In regards to blocking LGBT protections, he has certainly walked the walk. As a congressman, Pence opposed the Employment Non-Discrimination Act (ENDA), which would prohibit workers from being fired on the basis of sexual orientation or gender identity. Even after the passage of same-sex marriage, you can be let go from your job in 28 states simply for being LGBT. Pence said that ENDA “wages war on freedom of religion in the workplace," as The Atlantic reported.

Pence has further opposed allowing transgender students to use the bathroom that corresponds with the gender they identify with and expanding hate crime legislation to include gender identity and sexual orientation. Seven years ago, Pence voted against the Matthew Shepard and James Byrd Hate Crimes Prevention Act.

If Donald Trump is such a “friend to the gays,” as he has attempted to bill himself in recent weeks, why would Trump pick a running mate with such a bad track record on LGBT rights?

That answer is simple. He appeals to the kinds of hardline social conservatives whom Trump’s campaign has struggled to court. Vice presidential picks are notably catered to balance out a candidate’s perceived weaknesses. In the case of Hillary Clinton, she might be keen to select someone who appeals to progressives who supported Sen. Bernie Sanders or the young voters that haven’t rallied around her campaign in the same way they did Obama’s 2008 nomination, like Sen. Elizabeth Warren. (Others now on her rumored short-list include Virginia Senator Tim Kaine, a strong gun control proponent, and Obama Labor Secretary Tom Perez.)

In Trump’s case, his electoral Achilles' heel is evangelicals: A May survey published in Christianity Today found that he has a high unfavorability rating (67 percent) from conservative Christians. A further report from Gallup found that a majority of evangelicals who do support him are doing so as a vote against Clinton, not because they believe he stands for them.

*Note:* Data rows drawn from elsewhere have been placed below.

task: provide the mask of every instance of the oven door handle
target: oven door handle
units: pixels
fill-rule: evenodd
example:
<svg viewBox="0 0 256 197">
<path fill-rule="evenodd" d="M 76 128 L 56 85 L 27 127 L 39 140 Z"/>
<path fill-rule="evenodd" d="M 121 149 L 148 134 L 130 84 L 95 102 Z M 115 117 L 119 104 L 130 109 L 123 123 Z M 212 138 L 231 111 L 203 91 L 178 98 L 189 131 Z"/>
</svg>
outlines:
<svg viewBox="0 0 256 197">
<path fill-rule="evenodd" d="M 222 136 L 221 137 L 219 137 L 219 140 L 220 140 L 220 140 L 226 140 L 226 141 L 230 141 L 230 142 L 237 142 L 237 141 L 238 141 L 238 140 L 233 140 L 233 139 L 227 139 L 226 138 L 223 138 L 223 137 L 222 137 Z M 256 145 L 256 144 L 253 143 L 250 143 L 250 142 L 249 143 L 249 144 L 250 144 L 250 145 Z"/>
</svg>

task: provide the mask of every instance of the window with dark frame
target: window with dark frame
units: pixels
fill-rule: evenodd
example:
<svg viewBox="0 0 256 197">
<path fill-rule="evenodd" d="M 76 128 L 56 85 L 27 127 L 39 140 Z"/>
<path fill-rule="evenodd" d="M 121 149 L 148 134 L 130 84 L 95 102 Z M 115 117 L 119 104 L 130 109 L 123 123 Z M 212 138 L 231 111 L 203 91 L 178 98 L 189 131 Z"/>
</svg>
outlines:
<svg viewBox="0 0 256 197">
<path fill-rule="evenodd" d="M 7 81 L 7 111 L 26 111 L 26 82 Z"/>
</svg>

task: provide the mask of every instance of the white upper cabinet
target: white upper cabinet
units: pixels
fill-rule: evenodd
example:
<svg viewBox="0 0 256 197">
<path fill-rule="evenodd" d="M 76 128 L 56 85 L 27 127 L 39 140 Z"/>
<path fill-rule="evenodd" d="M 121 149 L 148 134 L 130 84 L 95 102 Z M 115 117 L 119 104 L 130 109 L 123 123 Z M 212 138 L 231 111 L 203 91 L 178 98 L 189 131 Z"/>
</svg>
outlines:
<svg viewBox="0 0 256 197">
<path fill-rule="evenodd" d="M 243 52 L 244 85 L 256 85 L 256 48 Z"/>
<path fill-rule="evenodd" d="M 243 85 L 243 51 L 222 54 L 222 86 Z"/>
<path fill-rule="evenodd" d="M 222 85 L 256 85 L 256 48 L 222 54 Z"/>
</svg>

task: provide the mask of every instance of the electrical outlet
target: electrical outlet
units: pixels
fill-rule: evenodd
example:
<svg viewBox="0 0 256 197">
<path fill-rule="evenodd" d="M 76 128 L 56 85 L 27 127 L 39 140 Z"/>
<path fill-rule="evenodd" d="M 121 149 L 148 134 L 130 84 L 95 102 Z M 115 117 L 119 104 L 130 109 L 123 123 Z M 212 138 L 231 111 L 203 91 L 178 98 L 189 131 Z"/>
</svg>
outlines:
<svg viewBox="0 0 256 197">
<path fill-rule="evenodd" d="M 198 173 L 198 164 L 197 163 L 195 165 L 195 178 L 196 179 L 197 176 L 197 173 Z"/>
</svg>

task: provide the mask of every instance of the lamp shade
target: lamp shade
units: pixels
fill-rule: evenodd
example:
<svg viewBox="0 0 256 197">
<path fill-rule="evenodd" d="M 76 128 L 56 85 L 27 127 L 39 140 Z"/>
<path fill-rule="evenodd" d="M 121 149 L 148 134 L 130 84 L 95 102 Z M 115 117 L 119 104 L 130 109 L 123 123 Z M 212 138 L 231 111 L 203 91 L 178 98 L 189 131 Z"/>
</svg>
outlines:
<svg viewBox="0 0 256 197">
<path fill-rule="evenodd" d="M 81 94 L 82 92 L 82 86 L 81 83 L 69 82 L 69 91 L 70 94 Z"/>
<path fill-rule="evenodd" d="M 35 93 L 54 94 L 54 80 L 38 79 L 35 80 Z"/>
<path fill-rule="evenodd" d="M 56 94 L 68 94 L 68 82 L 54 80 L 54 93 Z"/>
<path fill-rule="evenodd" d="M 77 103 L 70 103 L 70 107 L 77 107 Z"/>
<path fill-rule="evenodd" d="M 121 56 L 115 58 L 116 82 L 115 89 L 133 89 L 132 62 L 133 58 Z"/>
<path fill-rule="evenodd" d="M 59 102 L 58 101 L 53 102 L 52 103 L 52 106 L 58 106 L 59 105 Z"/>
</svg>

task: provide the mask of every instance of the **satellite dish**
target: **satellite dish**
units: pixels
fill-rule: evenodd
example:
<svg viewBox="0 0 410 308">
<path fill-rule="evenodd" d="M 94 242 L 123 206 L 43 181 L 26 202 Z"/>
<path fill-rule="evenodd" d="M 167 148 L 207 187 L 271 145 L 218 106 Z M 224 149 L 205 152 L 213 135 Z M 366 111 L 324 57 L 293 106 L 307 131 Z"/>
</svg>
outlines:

Meanwhile, influential religious conservatives, including Tony Perkins, of the Family Research Council, and James Dobson, of Focus on the Family, have been hesitant to throw their weight behind Trump. “I am very wary of Donald Trump,” Dobson said in a December 2015 email, as the Washington Post reported. “Trump’s tendency to shoot from the hip and attack those with whom he disagrees would be an embarrassment to the nation if he should become our Chief Executive. I don’t really believe Trump is a conservative.”

If Donald Trump wants to secure support among faith-based voters in the heartland, Pence — who became an evangelical cause célèbre after RFRA — might help him get there. But with one of the nation’s most virulently anti-gay politicians potentially a heartbeat away from the presidency, the livelihoods of millions of LGBT Americans stand in the balance.